The preparation of embodiment 6 Combretastatin Combretastatin A-4 organic phosphate disodium salts
Under nitrogen protection; with CA4 3.16g (0.01mol), 4-N; N-lutidine 0.06g (0.0005mol) and diisopropylethylamine 1.42g (0.011mol) are dissolved in the 20ml trichloromethane; in 20 ℃, drip the solution of two-(triphenyl methoxyl group)-phosphoryl chloride 6.61g (0.011mol) and 10ml trichloromethane.After dropwising, keep this temperature stirring reaction, monitor reaction process, disappear to raw material point with thin-layer chromatography, reaction times is 0.5 hour, in reaction solution impouring 50ml frozen water, tell organic layer, water layer is used the 20ml chloroform extraction once again, merge organic layer, washing, drying, it is 89% oily matter CA4-two-(triphenyl methoxyl group)-phosphoric acid ester 8.62g that evaporate to dryness obtains yield, and it is dropped into the logical in advance dry hydrogen chloride of 50ml to saturated methyl alcohol, stirring at room reaction 24 hours, the evaporated under reduced pressure solvent is dissolved in resistates in the 50ml methylene dichloride, be washed to neutrality, anhydrous sodium sulfate drying, evaporate to dryness, resistates are dissolved in the 25ml methyl alcohol, stir down and drip the NaOH-methanol solution to PH8--10, stirred 1 hour, and slowly dripped acetone 200ml, filter, the washing with acetone solid, drying under reduced pressure gets white powder product 3.06g, yield 69.5%.

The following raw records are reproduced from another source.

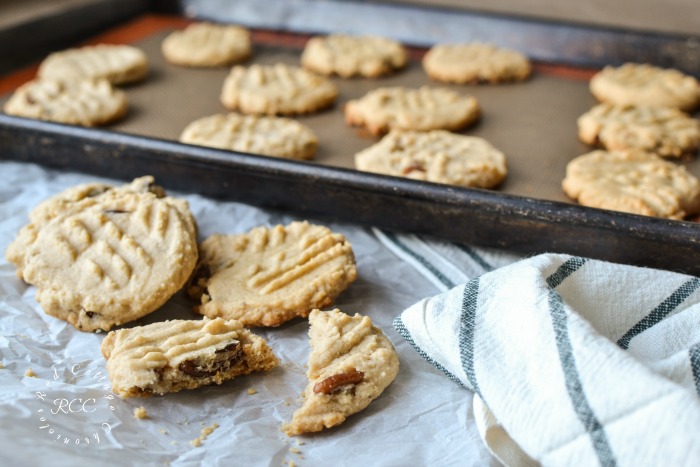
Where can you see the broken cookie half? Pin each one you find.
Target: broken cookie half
(350, 364)
(182, 354)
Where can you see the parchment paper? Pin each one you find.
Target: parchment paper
(67, 414)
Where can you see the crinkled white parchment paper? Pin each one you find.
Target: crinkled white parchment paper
(67, 414)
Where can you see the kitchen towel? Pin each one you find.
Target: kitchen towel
(571, 361)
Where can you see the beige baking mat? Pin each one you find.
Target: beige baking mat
(533, 123)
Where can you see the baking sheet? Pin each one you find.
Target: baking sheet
(533, 123)
(421, 419)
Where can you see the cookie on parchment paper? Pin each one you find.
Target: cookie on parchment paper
(118, 64)
(71, 200)
(348, 56)
(351, 363)
(422, 109)
(269, 136)
(270, 275)
(665, 131)
(632, 181)
(475, 63)
(646, 85)
(181, 354)
(207, 45)
(435, 156)
(276, 90)
(108, 259)
(82, 102)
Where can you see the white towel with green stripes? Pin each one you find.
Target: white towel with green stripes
(571, 361)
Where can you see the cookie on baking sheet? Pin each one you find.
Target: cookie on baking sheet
(351, 362)
(271, 274)
(665, 131)
(348, 56)
(425, 108)
(435, 156)
(111, 259)
(182, 354)
(270, 136)
(632, 181)
(207, 45)
(118, 64)
(475, 63)
(82, 102)
(276, 90)
(647, 85)
(73, 199)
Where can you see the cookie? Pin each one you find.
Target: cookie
(181, 354)
(269, 136)
(118, 64)
(111, 259)
(475, 63)
(71, 200)
(665, 131)
(348, 56)
(646, 85)
(270, 275)
(351, 362)
(400, 108)
(276, 90)
(435, 156)
(207, 45)
(83, 102)
(632, 181)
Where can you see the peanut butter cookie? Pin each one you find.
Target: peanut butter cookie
(269, 136)
(276, 90)
(632, 181)
(270, 275)
(475, 63)
(82, 102)
(348, 56)
(646, 85)
(435, 156)
(109, 259)
(351, 362)
(207, 45)
(180, 354)
(665, 131)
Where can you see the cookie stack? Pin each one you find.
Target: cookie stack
(640, 121)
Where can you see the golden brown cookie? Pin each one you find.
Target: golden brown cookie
(180, 354)
(276, 90)
(351, 362)
(348, 56)
(435, 156)
(81, 102)
(270, 275)
(665, 131)
(400, 108)
(207, 45)
(646, 85)
(475, 63)
(118, 64)
(269, 136)
(632, 181)
(109, 259)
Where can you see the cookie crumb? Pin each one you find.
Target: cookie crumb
(203, 436)
(140, 413)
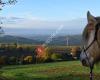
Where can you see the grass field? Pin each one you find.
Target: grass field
(68, 70)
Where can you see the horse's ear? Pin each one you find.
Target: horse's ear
(90, 18)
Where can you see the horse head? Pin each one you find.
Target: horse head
(91, 41)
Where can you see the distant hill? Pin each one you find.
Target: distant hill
(59, 40)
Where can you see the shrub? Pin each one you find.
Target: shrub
(28, 59)
(12, 60)
(56, 57)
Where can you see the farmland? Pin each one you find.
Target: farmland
(67, 70)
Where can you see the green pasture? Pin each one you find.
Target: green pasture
(67, 70)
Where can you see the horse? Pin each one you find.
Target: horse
(90, 54)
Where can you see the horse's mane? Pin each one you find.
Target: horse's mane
(85, 32)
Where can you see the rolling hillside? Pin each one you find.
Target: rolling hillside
(38, 39)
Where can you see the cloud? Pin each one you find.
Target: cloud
(16, 22)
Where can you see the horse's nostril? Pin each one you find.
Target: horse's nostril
(83, 61)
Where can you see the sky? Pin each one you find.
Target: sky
(49, 14)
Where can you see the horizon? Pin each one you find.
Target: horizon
(47, 15)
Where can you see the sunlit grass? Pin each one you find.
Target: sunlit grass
(68, 70)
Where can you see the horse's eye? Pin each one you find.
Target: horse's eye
(90, 26)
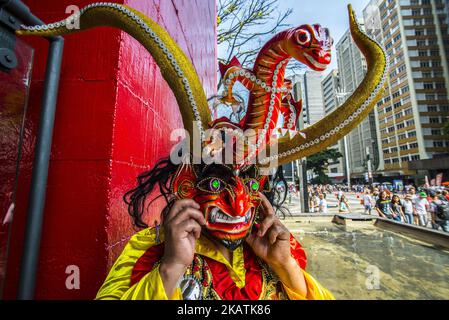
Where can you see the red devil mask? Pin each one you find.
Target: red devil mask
(229, 199)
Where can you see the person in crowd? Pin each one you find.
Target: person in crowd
(367, 201)
(340, 193)
(445, 194)
(343, 205)
(409, 209)
(414, 196)
(383, 205)
(422, 207)
(440, 219)
(316, 201)
(322, 204)
(398, 213)
(376, 194)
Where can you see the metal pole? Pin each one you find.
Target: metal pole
(33, 231)
(348, 172)
(30, 256)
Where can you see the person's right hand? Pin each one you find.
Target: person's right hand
(182, 227)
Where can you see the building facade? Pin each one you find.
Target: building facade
(362, 141)
(313, 107)
(330, 87)
(415, 105)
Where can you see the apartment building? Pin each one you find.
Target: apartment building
(415, 105)
(352, 69)
(330, 87)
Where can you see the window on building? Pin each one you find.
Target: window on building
(434, 120)
(422, 53)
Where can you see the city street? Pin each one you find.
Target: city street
(332, 203)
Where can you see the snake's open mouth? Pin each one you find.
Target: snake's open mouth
(218, 220)
(315, 63)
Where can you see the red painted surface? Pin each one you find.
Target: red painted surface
(114, 116)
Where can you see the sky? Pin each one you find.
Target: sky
(332, 14)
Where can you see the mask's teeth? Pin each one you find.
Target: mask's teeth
(213, 214)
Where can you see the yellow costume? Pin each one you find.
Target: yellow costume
(129, 279)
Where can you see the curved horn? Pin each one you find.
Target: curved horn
(175, 67)
(345, 118)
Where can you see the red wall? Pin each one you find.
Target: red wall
(114, 116)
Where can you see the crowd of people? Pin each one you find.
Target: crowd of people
(425, 207)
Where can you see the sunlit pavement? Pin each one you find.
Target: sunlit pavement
(332, 203)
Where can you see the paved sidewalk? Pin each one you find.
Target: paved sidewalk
(332, 205)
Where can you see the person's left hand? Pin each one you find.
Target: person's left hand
(272, 241)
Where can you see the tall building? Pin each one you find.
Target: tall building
(330, 86)
(352, 69)
(313, 109)
(415, 105)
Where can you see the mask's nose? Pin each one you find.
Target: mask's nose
(241, 202)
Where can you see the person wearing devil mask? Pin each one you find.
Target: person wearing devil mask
(220, 237)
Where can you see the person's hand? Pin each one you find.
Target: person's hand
(272, 241)
(272, 244)
(182, 227)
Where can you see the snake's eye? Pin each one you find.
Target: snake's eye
(253, 185)
(303, 37)
(212, 185)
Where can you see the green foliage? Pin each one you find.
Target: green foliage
(318, 164)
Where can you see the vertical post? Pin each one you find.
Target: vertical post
(30, 257)
(348, 172)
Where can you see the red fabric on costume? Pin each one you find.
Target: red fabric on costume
(146, 262)
(298, 252)
(225, 286)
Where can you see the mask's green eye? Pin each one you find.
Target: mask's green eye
(215, 185)
(253, 185)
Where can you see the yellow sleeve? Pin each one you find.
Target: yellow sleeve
(117, 284)
(315, 291)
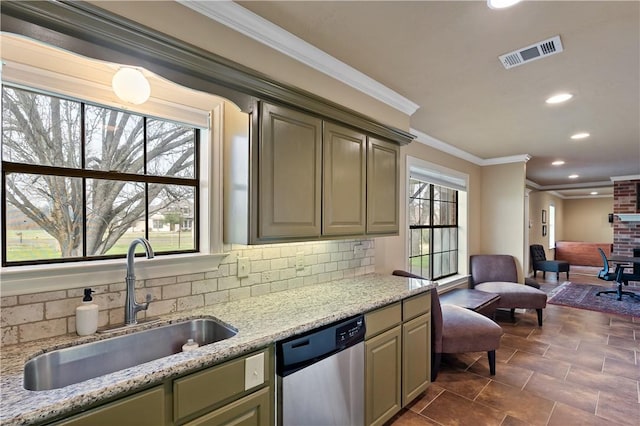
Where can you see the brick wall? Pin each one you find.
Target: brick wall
(626, 235)
(272, 268)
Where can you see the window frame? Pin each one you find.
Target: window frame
(84, 173)
(63, 276)
(430, 226)
(454, 179)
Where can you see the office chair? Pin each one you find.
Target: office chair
(620, 277)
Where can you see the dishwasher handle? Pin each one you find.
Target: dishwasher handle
(298, 352)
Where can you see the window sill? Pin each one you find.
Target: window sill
(41, 278)
(455, 281)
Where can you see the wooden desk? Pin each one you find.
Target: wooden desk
(480, 301)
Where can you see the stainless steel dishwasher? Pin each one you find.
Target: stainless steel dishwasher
(321, 376)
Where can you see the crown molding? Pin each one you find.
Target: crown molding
(583, 185)
(248, 23)
(456, 152)
(629, 177)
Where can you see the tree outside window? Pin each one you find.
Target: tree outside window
(433, 230)
(80, 181)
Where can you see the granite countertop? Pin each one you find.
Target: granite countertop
(260, 321)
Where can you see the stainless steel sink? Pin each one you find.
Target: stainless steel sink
(63, 367)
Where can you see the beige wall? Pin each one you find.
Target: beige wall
(502, 211)
(221, 40)
(539, 200)
(587, 220)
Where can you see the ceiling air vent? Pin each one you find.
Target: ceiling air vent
(531, 53)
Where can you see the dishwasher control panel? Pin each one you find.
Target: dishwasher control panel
(299, 351)
(349, 332)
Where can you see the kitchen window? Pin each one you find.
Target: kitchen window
(437, 222)
(433, 230)
(81, 180)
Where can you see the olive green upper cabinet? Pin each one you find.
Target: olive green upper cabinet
(344, 181)
(383, 198)
(289, 174)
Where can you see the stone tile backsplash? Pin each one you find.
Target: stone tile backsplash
(272, 268)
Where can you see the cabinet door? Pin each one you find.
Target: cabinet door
(289, 172)
(143, 408)
(416, 357)
(344, 178)
(252, 410)
(382, 377)
(383, 174)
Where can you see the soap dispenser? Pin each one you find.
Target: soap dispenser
(87, 315)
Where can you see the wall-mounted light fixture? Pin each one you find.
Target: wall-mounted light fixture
(130, 85)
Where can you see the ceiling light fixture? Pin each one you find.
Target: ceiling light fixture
(501, 4)
(580, 135)
(559, 98)
(130, 85)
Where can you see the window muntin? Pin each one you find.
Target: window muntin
(433, 230)
(81, 181)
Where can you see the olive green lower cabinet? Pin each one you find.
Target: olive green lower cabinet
(146, 408)
(397, 356)
(235, 392)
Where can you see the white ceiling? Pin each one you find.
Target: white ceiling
(443, 55)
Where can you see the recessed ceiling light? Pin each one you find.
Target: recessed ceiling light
(559, 98)
(501, 4)
(580, 135)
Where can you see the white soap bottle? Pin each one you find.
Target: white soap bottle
(87, 315)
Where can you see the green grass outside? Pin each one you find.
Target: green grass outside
(37, 244)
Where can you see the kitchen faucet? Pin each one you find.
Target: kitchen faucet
(131, 308)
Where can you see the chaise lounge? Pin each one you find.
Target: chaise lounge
(458, 330)
(497, 273)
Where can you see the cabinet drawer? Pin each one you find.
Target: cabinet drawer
(252, 410)
(209, 388)
(416, 306)
(143, 408)
(382, 319)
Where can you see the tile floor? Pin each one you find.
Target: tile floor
(580, 368)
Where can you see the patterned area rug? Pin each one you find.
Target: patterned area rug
(583, 296)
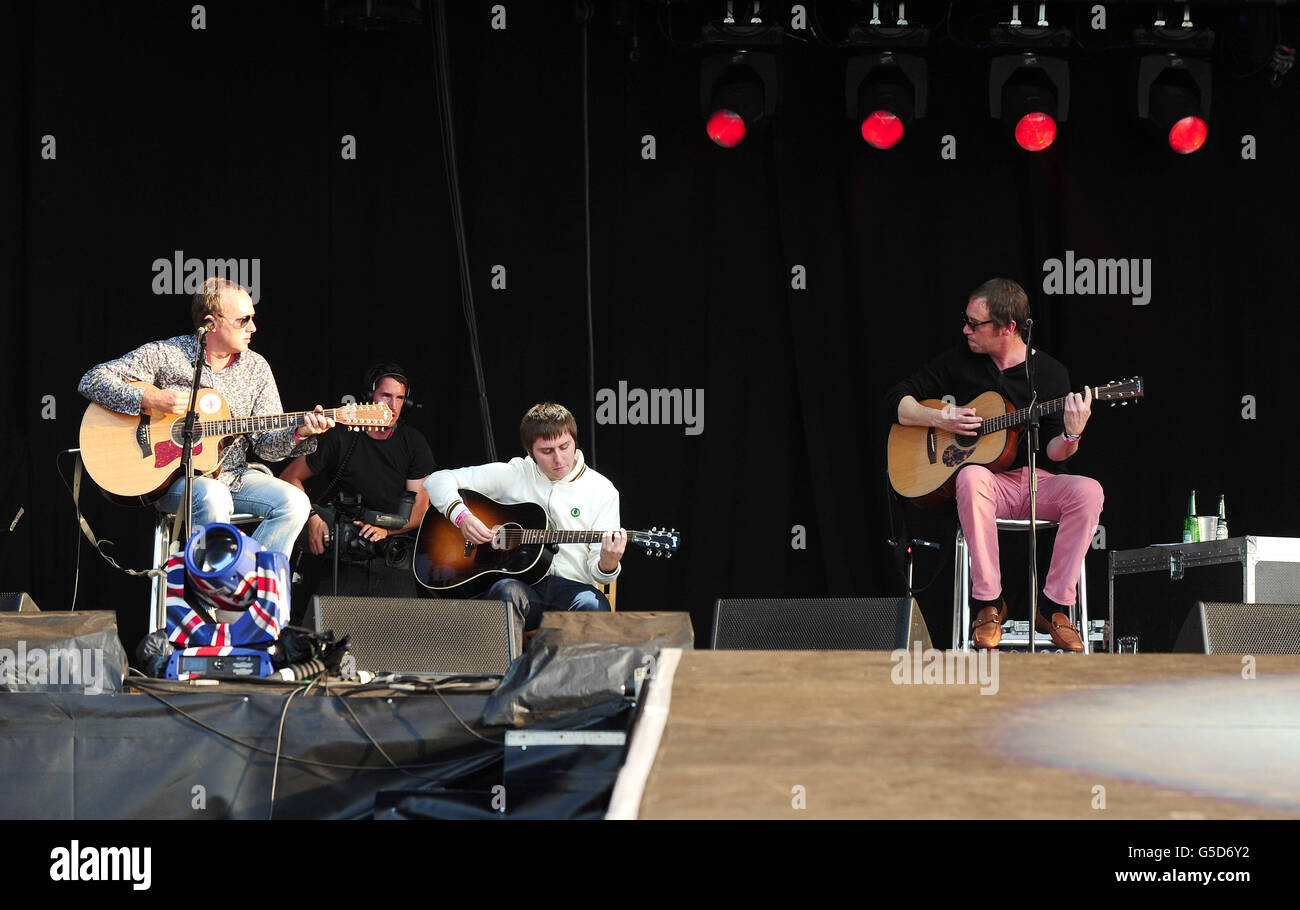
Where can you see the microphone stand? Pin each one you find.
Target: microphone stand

The preparation of embodiment 7 Combretastatin Combretastatin A-4 organic phosphate disodium salts
Under nitrogen protection; with CA4 3.16g (0.01mol), 4-N; N-lutidine 0.06g (0.0005mol) and diisopropylethylamine 1.42g (0.011mol) are dissolved in the 20ml trimethyl phosphite 99; in 25 ℃, drip the solution of two-(2-nitro-phenoxy)-phosphoryl chloride 3.94g (0.011mol) and 10ml trimethyl phosphite 99.Keep this temperature stirring reaction, monitor reaction process with thin-layer chromatography, to the disappearance of raw material point, the reaction times is 1 hour, in reaction solution impouring 50ml frozen water, tell organic layer, water layer with the extraction of 20ml trimethyl phosphite 99 once, merges organic layer again, washing, dry, it is 90% oily matter CA4-two-(phenoxy group)-phosphoric acid ester 6.32g that evaporate to dryness obtains yield, and it is dropped in the 25ml ethanol, adds 10%Pd/C0.04g, logical hydrogen normal pressure stirring reaction is 24 hours under the room temperature, remove by filter catalyzer, stir down and drip the NaOH-methanol solution, stirred 1 hour to PH8--10, slowly drip acetone 200ml, filter washing with acetone solid, drying under reduced pressure, get white powder product 3.26g, yield 74.1%.